Comment by vorticalbox
21 hours ago
It is learning though. It’s not just copying the code.
Code gets turned into tokens and then it learns the next most likely token.
The issue that I see most people talk about it the scale at which is learnt.
A human will learn from other people’s code but not from every persons code.
LLMs seem to be so devoid of intelligence, I think it's arguable if that's learning: https://machinelearning.apple.com/research/illusion-of-think... Typically, you would imply a level of understanding when you say learning. LLMs apparently can't do that, by design.
The issue is that of copyright law WRT to derivative works. Machine transformations on original works does not create a new copyright for the person that directed the machine transformation. That's why you can't pirate a bunch of media by simply adding a red pixel to the righthand corner or by color shifting the video.
Copyright law is very clear that if a machine does it, the original copyright on the input is kept. This is why your distributed binaries are still copyrighted, because the machine transformed, very significantly, the source code into binary which maintains the copyright throughout.
It would be inconsistent for the courts to suddenly decide that "actually, this specific type of machine transformation is actually innovative."
I know this is generally really bad for the AI industry, so they just ignore it until a court tells them they can't anymore. And they might get away with it as I don't have faith that the courts will be consistent.
Shredding is a machine transformation. Does it mean that shreds retain original copyright even if the content can't be restored and the provenance can't be traced?
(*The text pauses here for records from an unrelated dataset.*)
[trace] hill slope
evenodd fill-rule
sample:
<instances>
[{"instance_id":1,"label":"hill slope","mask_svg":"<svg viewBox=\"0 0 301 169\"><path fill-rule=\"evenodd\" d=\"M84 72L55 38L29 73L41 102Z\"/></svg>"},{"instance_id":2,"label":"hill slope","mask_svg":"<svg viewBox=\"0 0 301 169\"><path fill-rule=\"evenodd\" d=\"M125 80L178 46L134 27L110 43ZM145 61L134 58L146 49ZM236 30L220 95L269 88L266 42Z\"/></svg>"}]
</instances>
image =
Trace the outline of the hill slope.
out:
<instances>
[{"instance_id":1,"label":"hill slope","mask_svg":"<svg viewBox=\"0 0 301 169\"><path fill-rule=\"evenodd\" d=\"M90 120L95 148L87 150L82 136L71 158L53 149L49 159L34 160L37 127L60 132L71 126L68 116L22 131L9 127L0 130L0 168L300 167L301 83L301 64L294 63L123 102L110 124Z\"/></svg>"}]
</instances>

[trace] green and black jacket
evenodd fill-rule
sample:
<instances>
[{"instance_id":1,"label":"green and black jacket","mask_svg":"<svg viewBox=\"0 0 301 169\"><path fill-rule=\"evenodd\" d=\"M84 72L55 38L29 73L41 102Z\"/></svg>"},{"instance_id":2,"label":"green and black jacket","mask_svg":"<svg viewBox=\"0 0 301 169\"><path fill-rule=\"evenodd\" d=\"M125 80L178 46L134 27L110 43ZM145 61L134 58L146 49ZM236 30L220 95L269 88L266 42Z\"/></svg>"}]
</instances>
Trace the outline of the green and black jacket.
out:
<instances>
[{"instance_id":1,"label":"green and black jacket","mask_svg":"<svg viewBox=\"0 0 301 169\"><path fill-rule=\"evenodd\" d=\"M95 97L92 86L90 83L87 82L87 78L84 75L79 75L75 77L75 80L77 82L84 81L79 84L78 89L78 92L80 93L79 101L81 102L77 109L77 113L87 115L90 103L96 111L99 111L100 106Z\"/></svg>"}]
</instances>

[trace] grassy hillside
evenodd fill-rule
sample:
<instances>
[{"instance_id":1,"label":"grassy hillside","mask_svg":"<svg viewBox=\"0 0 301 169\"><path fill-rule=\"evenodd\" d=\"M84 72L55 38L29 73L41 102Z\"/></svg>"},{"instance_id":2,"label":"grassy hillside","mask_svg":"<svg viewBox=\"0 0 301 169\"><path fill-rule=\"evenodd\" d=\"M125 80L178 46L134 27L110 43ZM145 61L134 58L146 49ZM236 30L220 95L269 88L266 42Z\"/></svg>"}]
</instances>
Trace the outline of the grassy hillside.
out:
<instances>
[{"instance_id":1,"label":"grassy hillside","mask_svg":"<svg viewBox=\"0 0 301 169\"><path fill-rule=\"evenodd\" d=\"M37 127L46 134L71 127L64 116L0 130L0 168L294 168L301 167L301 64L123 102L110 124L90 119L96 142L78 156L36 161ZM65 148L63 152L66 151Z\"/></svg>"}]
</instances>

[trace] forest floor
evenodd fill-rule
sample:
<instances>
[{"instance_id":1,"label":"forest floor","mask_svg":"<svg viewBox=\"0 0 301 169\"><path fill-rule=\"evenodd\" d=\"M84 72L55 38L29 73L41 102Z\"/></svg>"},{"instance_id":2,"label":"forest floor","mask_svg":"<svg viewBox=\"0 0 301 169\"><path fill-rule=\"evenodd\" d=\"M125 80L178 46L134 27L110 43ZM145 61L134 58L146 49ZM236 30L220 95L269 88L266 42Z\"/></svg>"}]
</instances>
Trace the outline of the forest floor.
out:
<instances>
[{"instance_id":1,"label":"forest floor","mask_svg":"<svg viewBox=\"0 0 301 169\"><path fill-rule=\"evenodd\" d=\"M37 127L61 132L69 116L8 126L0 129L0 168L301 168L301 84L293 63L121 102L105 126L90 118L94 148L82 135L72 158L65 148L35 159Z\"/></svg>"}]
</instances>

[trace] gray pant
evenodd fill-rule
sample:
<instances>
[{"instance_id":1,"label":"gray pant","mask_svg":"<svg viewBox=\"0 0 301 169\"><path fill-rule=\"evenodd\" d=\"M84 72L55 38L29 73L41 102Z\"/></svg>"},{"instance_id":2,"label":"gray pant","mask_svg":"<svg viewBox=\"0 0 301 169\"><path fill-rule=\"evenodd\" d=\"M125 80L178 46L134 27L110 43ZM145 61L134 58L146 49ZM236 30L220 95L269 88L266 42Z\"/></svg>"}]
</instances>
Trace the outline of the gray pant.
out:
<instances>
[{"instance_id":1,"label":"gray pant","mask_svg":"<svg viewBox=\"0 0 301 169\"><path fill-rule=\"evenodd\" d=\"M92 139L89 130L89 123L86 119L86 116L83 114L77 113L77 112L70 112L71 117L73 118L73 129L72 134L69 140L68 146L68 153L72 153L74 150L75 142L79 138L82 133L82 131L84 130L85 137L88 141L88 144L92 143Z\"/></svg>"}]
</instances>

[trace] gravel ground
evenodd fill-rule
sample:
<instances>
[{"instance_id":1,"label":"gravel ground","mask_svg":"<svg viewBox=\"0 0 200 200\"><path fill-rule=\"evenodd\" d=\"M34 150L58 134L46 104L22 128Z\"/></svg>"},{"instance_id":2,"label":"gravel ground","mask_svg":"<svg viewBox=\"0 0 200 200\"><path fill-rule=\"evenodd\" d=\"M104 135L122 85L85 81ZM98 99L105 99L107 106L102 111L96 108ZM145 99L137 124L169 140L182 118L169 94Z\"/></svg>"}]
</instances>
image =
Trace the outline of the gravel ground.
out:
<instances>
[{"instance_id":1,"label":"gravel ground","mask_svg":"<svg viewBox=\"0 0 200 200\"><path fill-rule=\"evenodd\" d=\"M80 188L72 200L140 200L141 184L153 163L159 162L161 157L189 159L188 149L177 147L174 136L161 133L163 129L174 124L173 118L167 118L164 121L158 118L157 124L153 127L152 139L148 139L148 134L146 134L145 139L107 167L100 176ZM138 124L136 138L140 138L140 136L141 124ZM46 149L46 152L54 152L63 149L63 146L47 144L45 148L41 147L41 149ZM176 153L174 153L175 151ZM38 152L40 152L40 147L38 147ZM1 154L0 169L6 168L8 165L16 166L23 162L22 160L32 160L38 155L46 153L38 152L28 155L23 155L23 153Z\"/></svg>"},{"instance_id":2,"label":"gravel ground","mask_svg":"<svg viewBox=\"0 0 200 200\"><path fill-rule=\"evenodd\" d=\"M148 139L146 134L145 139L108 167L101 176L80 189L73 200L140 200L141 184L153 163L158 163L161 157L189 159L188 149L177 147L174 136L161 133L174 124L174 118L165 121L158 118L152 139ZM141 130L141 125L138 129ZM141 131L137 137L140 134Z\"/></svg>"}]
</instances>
Just an example that treating all machine transformations equally with no regard to the specifics doesn't make much sense.
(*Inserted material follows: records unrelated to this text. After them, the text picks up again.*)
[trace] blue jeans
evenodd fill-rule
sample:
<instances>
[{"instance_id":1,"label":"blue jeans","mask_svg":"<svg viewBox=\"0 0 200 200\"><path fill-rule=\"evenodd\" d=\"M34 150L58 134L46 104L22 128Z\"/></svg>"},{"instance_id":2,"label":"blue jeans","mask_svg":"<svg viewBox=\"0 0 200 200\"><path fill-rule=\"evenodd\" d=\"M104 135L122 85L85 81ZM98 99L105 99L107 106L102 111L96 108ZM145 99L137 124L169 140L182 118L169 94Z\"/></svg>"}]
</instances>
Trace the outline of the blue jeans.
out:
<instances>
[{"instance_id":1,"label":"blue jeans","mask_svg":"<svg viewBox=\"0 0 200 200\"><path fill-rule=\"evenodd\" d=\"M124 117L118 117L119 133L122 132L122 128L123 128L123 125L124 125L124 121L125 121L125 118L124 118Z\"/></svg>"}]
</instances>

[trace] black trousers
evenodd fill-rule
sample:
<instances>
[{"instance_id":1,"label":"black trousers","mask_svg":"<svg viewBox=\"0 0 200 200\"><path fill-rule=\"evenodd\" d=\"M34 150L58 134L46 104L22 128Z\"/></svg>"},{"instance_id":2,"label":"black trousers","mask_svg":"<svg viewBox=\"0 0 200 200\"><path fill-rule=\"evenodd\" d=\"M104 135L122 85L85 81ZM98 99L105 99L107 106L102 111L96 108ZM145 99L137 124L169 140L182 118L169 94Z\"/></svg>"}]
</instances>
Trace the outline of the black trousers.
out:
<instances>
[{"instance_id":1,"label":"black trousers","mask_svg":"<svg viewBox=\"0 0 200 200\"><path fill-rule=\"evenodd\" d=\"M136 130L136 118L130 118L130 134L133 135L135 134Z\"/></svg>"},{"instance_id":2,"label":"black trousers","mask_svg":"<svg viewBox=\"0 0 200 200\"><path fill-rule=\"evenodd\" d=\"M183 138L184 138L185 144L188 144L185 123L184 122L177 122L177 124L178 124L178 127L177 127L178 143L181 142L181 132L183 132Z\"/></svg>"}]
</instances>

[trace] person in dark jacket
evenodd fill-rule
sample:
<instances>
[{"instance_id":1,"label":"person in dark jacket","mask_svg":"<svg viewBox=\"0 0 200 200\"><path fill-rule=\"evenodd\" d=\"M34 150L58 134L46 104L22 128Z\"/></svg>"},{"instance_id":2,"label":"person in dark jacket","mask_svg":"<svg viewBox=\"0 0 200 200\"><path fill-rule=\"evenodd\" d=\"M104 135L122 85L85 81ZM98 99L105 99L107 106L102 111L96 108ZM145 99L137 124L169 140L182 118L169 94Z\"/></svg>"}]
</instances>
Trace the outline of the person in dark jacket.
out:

And the specifics of autoregressive pretraining is that it is lossy compression. Good luck finding which copyrighted materials have made it into the final weights.
> Does it mean that shreds retain original copyright even if the content can't be restored?
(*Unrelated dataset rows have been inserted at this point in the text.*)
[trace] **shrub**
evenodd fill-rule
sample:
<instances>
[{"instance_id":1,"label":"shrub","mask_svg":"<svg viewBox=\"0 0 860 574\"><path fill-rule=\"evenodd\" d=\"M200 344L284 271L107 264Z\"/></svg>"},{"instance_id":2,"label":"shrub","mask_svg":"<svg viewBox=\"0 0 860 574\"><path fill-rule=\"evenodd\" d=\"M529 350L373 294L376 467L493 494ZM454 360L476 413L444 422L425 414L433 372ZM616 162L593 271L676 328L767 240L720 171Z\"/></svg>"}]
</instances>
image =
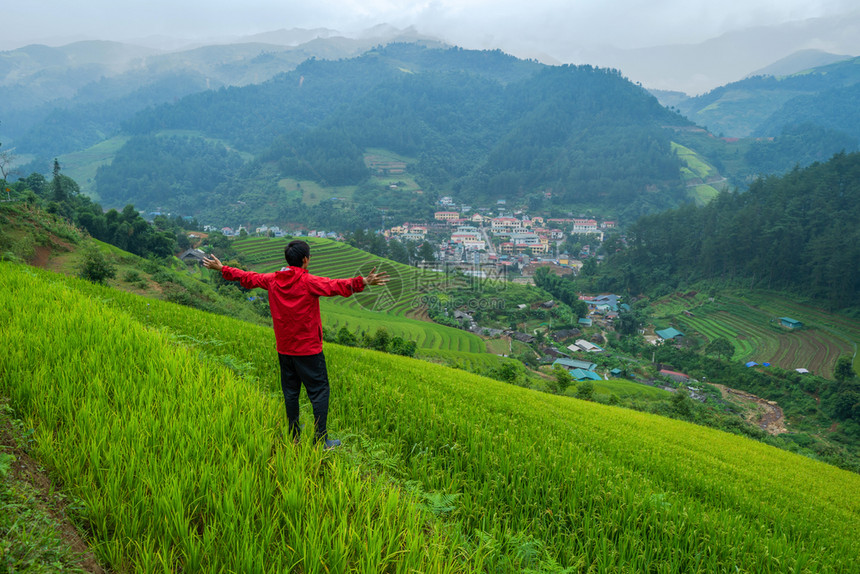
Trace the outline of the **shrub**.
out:
<instances>
[{"instance_id":1,"label":"shrub","mask_svg":"<svg viewBox=\"0 0 860 574\"><path fill-rule=\"evenodd\" d=\"M116 277L116 268L105 258L104 253L91 248L84 252L78 274L87 281L105 284L108 279Z\"/></svg>"}]
</instances>

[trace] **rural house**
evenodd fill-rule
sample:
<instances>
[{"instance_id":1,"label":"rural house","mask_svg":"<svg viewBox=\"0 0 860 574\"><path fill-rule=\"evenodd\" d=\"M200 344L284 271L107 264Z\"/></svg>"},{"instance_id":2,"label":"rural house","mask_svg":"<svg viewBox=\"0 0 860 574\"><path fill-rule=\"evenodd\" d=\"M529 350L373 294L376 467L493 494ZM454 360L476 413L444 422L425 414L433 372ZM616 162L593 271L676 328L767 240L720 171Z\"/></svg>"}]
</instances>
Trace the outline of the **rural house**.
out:
<instances>
[{"instance_id":1,"label":"rural house","mask_svg":"<svg viewBox=\"0 0 860 574\"><path fill-rule=\"evenodd\" d=\"M552 366L561 365L568 371L573 369L582 369L583 371L593 371L597 368L596 363L589 363L588 361L577 361L575 359L556 359Z\"/></svg>"},{"instance_id":2,"label":"rural house","mask_svg":"<svg viewBox=\"0 0 860 574\"><path fill-rule=\"evenodd\" d=\"M671 341L672 339L677 339L678 337L683 337L684 333L675 329L674 327L669 327L668 329L661 329L660 331L654 331L657 333L657 336L663 339L664 341Z\"/></svg>"}]
</instances>

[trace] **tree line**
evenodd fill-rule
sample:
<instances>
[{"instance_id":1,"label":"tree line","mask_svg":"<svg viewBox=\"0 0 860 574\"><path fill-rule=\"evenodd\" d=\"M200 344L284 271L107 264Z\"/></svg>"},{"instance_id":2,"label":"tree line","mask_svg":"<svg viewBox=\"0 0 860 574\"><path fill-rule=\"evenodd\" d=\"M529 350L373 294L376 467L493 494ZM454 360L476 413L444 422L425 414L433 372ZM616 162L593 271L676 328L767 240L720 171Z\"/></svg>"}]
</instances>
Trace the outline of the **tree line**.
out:
<instances>
[{"instance_id":1,"label":"tree line","mask_svg":"<svg viewBox=\"0 0 860 574\"><path fill-rule=\"evenodd\" d=\"M632 225L601 287L668 293L696 281L781 289L855 306L860 294L860 153L684 205Z\"/></svg>"}]
</instances>

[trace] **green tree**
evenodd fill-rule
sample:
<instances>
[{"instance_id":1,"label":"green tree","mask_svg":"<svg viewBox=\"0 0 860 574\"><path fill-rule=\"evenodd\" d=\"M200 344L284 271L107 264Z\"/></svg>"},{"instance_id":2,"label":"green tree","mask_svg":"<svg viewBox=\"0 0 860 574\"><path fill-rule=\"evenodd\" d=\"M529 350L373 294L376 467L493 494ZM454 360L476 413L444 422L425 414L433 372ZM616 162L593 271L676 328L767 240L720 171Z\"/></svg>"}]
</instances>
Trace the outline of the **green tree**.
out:
<instances>
[{"instance_id":1,"label":"green tree","mask_svg":"<svg viewBox=\"0 0 860 574\"><path fill-rule=\"evenodd\" d=\"M590 401L594 398L594 383L591 381L582 381L576 388L576 398L584 401Z\"/></svg>"},{"instance_id":2,"label":"green tree","mask_svg":"<svg viewBox=\"0 0 860 574\"><path fill-rule=\"evenodd\" d=\"M558 392L564 394L564 391L567 390L567 387L573 380L570 377L570 373L561 365L554 366L552 368L552 372L555 375L555 386L558 389Z\"/></svg>"},{"instance_id":3,"label":"green tree","mask_svg":"<svg viewBox=\"0 0 860 574\"><path fill-rule=\"evenodd\" d=\"M93 283L104 284L116 277L116 268L98 248L92 247L84 252L78 274Z\"/></svg>"},{"instance_id":4,"label":"green tree","mask_svg":"<svg viewBox=\"0 0 860 574\"><path fill-rule=\"evenodd\" d=\"M66 195L66 190L63 188L63 182L60 179L60 162L57 161L57 158L54 158L54 169L53 169L54 179L51 181L51 190L53 194L51 198L57 203L63 203L68 199Z\"/></svg>"},{"instance_id":5,"label":"green tree","mask_svg":"<svg viewBox=\"0 0 860 574\"><path fill-rule=\"evenodd\" d=\"M429 241L425 241L421 244L421 247L418 248L418 258L427 262L436 261L436 255L433 253L433 246L430 245Z\"/></svg>"},{"instance_id":6,"label":"green tree","mask_svg":"<svg viewBox=\"0 0 860 574\"><path fill-rule=\"evenodd\" d=\"M579 270L583 277L594 277L597 274L597 259L589 257L582 263L582 269Z\"/></svg>"},{"instance_id":7,"label":"green tree","mask_svg":"<svg viewBox=\"0 0 860 574\"><path fill-rule=\"evenodd\" d=\"M836 361L836 367L833 369L833 376L840 383L850 381L856 376L854 373L854 367L851 365L850 357L839 357Z\"/></svg>"}]
</instances>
Yup, it absolutely does. In fact, that's why you are still violating copyright law by using bittorrent even though each of the users is only giving out a small slice or shred of the original content.
The US has a granted defense in the case of something like shredding called "Fair Use" but that doesn't mean or imply that a copyright is void simply because of a fair use claim.
> And the specifics of autoregressive pretraining is that it is lossy compression.
That doesn't matter. Why would it? If I take a FLAC recording and change it to an MP3. The fact that it was a lossy transform doesn't suddenly give me the legal right to distribute the MP3.
> Good luck finding which copyrighted materials have made it into the final weights.
That's what the NYT v. OpenAI lawsuit is all about. And for earlier models they could, in fact, pull out full NYT articles which proved they made it into the final weights.
Further, the NYT is currently in discovery which means OpenAI must open up to the NYT what goes into their weights. A move that, if OpenAI loses, other litigants can also use because there's a real good shot that OpenAI also included their works in the dataset.
6 replies →
A human is not a commercial product. Here we have commercial product that was created by using a lot of various copyrighted and protected IP, without licensing agreements, without paying, without even citing it.